これによって、ジョブはブラックボックスではなく、監査可能なものになります。ステージが実行されたかどうかを信じる必要はありません。記録を見れば、どのステージか(stepId)、それが completed したのか、failed したのか、あるいは skipped されたのか、いくらかかったのか(costUsd)、いつ開始していつ終わったのかまで確認できます。人手によるレビューのステージでは、externalRef* が外部レコードを指します。
"steps": [
{
"stepId": "preEdit",
"type": "action",
"status": "completed",
"errorMessage": null,
"costUsd": 0.0012,
"createdAt": "2026-03-16T10:30:01.000Z",
"completedAt": "2026-03-16T10:30:02.000Z"
},
{
"stepId": "localize",
"type": "action",
"status": "completed",
"errorMessage": null,
"costUsd": 0.0184,
"createdAt": "2026-03-16T10:30:02.000Z",
"completedAt": "2026-03-16T10:30:05.000Z"
}
]ここで failed エントリがあっても、必ずしもジョブ全体が失敗したことにはなりません。非クリティカルなステージが失敗した場合、その steps[] レコードは failed となり、同じ失敗がジョブ上位レベルの warnings にも現れます。それでもジョブは、完全な outputData を伴ったまま completed_with_warnings に到達します。完全な記録形式、つまり全フィールド、すべての stepId、completed/failed/skipped の意味については、正規の 1 ページである Observe pipeline runs にまとまっています。このページではジョブ内のどこを見るかを示し、詳細な仕様はそちらで定義しています。
完了済みジョブを読む#
一般的な利用側の実装では、まず status で分岐し、成功時には outputData を書き込み、失敗時には errorMessage をログに残します。以下のそのまま使える呼び出しは、上で示したペイロードを返します。

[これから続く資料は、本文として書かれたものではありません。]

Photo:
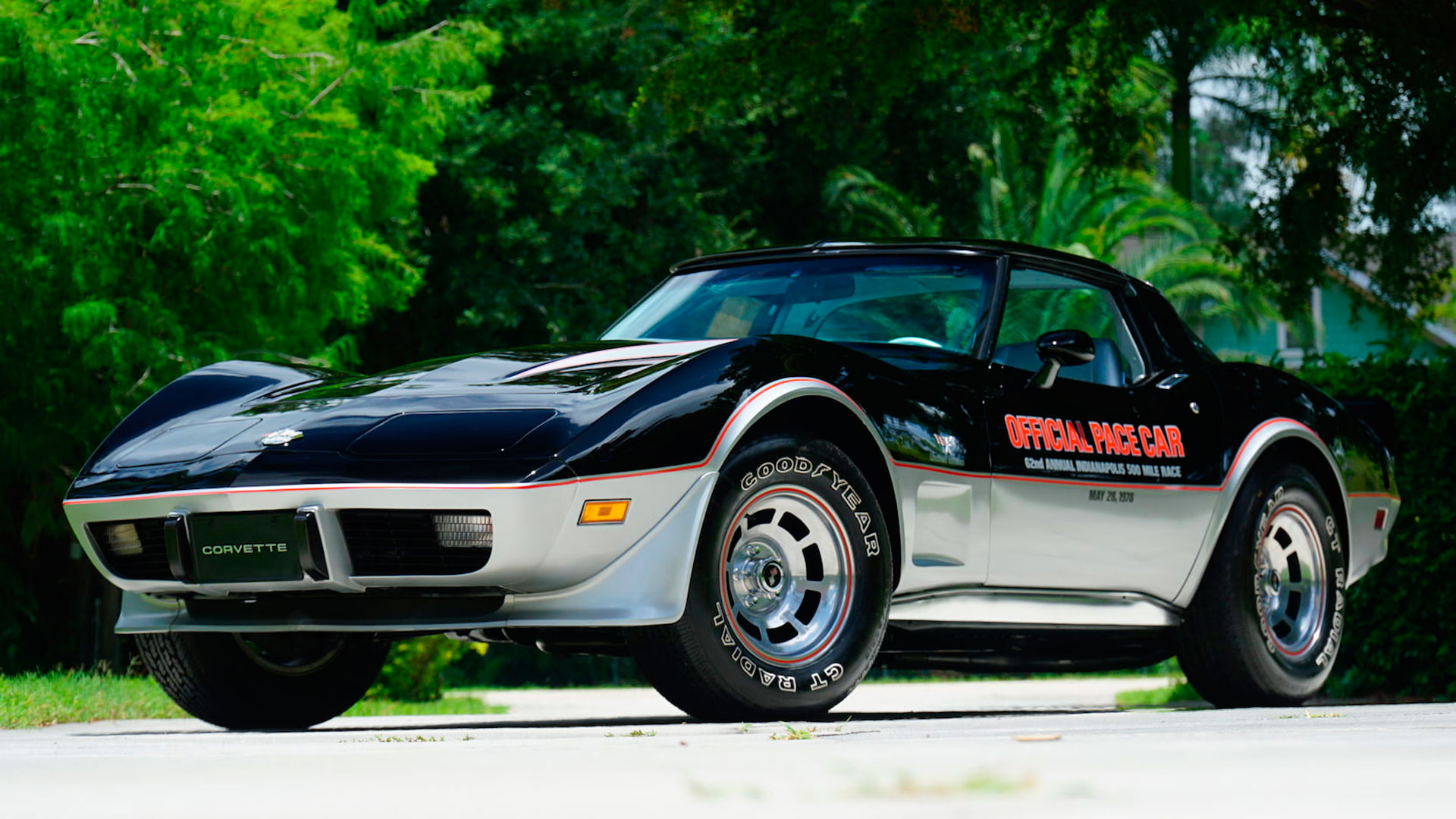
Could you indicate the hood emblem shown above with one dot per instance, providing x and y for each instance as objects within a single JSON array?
[{"x": 280, "y": 436}]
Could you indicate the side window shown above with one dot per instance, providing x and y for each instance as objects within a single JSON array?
[{"x": 1040, "y": 302}]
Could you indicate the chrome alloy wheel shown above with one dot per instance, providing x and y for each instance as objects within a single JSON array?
[
  {"x": 786, "y": 577},
  {"x": 1289, "y": 582}
]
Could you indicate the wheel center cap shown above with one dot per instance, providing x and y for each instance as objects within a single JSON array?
[{"x": 772, "y": 576}]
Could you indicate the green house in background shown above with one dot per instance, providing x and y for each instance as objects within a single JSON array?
[{"x": 1345, "y": 316}]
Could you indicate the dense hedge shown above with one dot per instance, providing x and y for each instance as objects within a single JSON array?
[{"x": 1400, "y": 643}]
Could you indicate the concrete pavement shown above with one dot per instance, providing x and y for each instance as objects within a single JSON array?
[{"x": 929, "y": 749}]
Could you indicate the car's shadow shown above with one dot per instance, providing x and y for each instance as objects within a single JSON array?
[{"x": 405, "y": 725}]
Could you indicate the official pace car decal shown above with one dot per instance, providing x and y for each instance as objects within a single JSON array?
[{"x": 1097, "y": 438}]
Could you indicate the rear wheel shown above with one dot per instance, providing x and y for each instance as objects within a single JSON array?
[
  {"x": 262, "y": 681},
  {"x": 789, "y": 592},
  {"x": 1267, "y": 620}
]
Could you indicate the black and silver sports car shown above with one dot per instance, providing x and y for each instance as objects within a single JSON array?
[{"x": 778, "y": 469}]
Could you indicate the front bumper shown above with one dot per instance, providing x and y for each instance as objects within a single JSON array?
[{"x": 545, "y": 569}]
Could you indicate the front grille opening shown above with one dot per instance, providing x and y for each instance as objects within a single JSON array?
[
  {"x": 134, "y": 550},
  {"x": 417, "y": 541}
]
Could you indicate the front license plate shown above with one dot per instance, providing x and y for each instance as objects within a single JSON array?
[{"x": 245, "y": 545}]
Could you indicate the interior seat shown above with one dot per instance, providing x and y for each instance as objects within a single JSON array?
[{"x": 1106, "y": 368}]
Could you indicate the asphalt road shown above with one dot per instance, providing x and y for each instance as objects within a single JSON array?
[{"x": 929, "y": 749}]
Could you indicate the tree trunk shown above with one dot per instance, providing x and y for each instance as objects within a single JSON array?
[{"x": 1181, "y": 66}]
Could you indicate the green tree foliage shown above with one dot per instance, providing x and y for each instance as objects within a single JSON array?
[
  {"x": 414, "y": 670},
  {"x": 557, "y": 207},
  {"x": 1351, "y": 101},
  {"x": 185, "y": 181},
  {"x": 1354, "y": 110}
]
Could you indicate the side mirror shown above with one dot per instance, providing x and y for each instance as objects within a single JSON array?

const jobId = "ljb_A1b2C3d4E5f6G7h8";
const response = await fetch(`https://api.lingo.dev/jobs/localization/${jobId}`, {
headers: { "X-API-Key": process.env.LINGO_API_KEY },
});
const job = await response.json();
switch (job.status) {
case "completed":
case "completed_with_warnings":
// outputData is populated; warnings may carry non-critical stage failures
await db.content.update({
where: { id: job.outputData.id },
data: { [`content_${job.targetLocale}`]: job.outputData },
});
if (job.warnings.length) console.warn(job.targetLocale, job.warnings);
break;
case "failed":
console.error(`${job.targetLocale} failed: ${job.errorMessage}`);
break;
default:
// queued or processing - nothing to read yet; also catches future states
break;
}このエンドポイントがエラーを返す場合—たとえば未知の jobId やキーの欠落など—は、標準の JSON エラーモデルに従います。詳しくは Errors and status codes を参照してください。